Modeling coupled nitrification-denitrification in manure-amended soil

The flux of nitrous oxide (N₂O) from the soil to the atmosphere is an important contributor to the global greenhouse effect. Spatial variation in the distribution of factors that drive N₂O producing processes often creates hotspots within soil that are difficult to quantify and model, and this is particularly the case after manure amendment. In the stagnant soil matrix, solute diffusion is crucial in supplying the nitrate (NO₃^-)to nearby zones, i.e., hotspots, to maintain a locally high NO₃^- reduction. To provide detailed insight into the spatiotemporal variability of nitrogen (N) transformations around N₂O hotspots, we propose a multi-species, reactive transport model containing kinetic reactions of soil respiration, nitrification, nitrifier denitrification, and denitrification, built on a system of partial differential equations. The model was used to simulate the amount of N₂O, dinitrogen (N₂) and carbon dioxide (CO₂) emitted from a 10 cm soil profile with time, and concentration profiles of crucial intermediates.

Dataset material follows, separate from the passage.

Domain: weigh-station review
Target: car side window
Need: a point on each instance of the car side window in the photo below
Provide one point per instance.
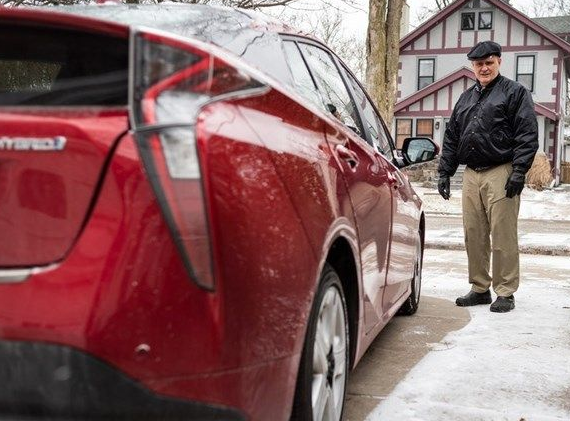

The measured N₂O and N₂ fluxes correlate well with the model simulations, with a simulated stratification of growing nitrifying and denitrify activities in and around the manure hotspot which is consistent with previous incubation experiments. N₂O evolution was sensitive to the initial setup of oxygen (O₂) availability, and anaerobic condition was maintained in the saturated manure zone throughout the simulation period, demonstrating the necessity of simulating the heterogeneity within soil in N₂O models. Simulation experiments will be conducted to assess the effects of solute diffusion on N transformations. We anticipate that diffusive NO₃^- transport to be crucial to facilitate the coupled nitrification-denitrification around the manure zone. Neglecting such a process in process models may make it difficult to reflect the rapid turnover of nitrogen pool around organic hotspots and underestimate N₂O emissions. The model and its parameters allows for new detailed insight into N₂O formation processes in heterogeneous environments.